Well I don’t think so.

First, op is talking about Chrome which is not an Apple software. And I can testify that I observed the same behavior with other software which are really not optimized for macOS or even at all. Jetbrains IDEs are fast on M*.

Also, processor manufacturers are contributors of the Linux kernel and have economical interest in having Linux behave as fast as they can on their platforms if they want to sell them to datacenters.

I think it’s something else. Probably unified the memory ?

Chrome uses tons of APIs from MacOS, and all that code is very well optimized by Apple.

I remember disassembling Apple’s memcpy function on ARM64 and being amazed at how much customization they did just for that little function to be as efficient as possible for each length of a (small) memory buffer.

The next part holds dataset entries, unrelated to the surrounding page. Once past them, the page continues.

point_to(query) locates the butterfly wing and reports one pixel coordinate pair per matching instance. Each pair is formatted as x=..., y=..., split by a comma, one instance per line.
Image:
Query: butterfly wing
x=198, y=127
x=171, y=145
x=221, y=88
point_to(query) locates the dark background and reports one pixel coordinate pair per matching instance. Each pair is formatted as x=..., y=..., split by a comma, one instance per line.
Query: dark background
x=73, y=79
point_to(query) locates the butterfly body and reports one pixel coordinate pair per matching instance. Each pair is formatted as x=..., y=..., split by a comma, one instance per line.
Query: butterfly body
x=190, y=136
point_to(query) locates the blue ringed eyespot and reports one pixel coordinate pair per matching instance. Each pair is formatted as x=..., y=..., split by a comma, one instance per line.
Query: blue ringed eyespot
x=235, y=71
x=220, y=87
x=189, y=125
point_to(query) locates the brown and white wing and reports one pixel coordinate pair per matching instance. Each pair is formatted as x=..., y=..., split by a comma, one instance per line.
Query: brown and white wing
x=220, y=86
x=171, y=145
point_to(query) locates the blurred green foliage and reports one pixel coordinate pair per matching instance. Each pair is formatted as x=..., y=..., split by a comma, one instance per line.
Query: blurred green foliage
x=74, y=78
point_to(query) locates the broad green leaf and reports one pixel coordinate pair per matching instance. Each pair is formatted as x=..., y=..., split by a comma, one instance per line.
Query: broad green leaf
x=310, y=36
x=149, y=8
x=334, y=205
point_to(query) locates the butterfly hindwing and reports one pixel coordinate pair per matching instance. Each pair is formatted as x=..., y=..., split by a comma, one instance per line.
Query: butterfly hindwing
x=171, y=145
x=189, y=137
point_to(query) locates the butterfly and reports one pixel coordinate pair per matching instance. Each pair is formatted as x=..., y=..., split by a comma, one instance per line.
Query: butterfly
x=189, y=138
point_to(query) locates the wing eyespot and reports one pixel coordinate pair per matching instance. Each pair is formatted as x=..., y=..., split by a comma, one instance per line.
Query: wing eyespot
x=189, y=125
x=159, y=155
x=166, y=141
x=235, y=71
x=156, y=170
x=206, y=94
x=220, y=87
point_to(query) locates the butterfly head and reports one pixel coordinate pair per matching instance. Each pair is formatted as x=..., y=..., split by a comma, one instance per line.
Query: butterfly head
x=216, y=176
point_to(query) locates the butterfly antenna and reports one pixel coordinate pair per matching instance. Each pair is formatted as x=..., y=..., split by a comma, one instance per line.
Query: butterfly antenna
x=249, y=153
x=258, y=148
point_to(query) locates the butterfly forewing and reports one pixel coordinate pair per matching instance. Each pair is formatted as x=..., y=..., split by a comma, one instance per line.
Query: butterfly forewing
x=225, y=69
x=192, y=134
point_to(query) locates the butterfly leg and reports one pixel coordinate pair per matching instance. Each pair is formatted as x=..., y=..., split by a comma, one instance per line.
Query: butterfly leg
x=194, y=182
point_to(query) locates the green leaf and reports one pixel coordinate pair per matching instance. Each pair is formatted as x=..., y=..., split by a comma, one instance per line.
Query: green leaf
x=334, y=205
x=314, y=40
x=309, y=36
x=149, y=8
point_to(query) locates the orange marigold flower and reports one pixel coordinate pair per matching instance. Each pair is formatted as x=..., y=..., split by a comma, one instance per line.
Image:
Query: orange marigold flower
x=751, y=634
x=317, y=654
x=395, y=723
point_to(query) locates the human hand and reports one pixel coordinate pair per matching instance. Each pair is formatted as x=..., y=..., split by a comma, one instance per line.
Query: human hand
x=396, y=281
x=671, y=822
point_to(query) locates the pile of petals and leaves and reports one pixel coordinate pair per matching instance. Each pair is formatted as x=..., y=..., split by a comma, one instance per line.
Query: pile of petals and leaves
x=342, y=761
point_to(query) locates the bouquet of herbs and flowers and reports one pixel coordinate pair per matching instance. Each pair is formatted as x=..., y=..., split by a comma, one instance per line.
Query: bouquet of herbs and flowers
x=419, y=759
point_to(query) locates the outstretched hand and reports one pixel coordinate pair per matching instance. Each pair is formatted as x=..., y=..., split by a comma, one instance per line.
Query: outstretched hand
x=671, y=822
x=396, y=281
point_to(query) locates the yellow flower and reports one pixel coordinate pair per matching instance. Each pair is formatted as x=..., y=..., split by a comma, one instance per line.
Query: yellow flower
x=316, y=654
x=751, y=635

memcpy (and the other string routines) are some of the library functions that most benefit from heavy optimisation and tuning for specific CPUs -- they get hit a lot, and careful adjustment of the code can get major performance wins by ensuring that the full memory bandwidth of the CPU is being used (which may involve using specific load instructions, deciding whether using the simd registers is better or not, and so on). So everybody who cares about performance optimises these routines pretty carefully, regardless of toolchain/OS. For instance the glibc versions are here:

https://github.com/bminor/glibc/tree/master/sysdeps/aarch64/...

and there are five versions specialised for either specific CPU models or for available architecture features.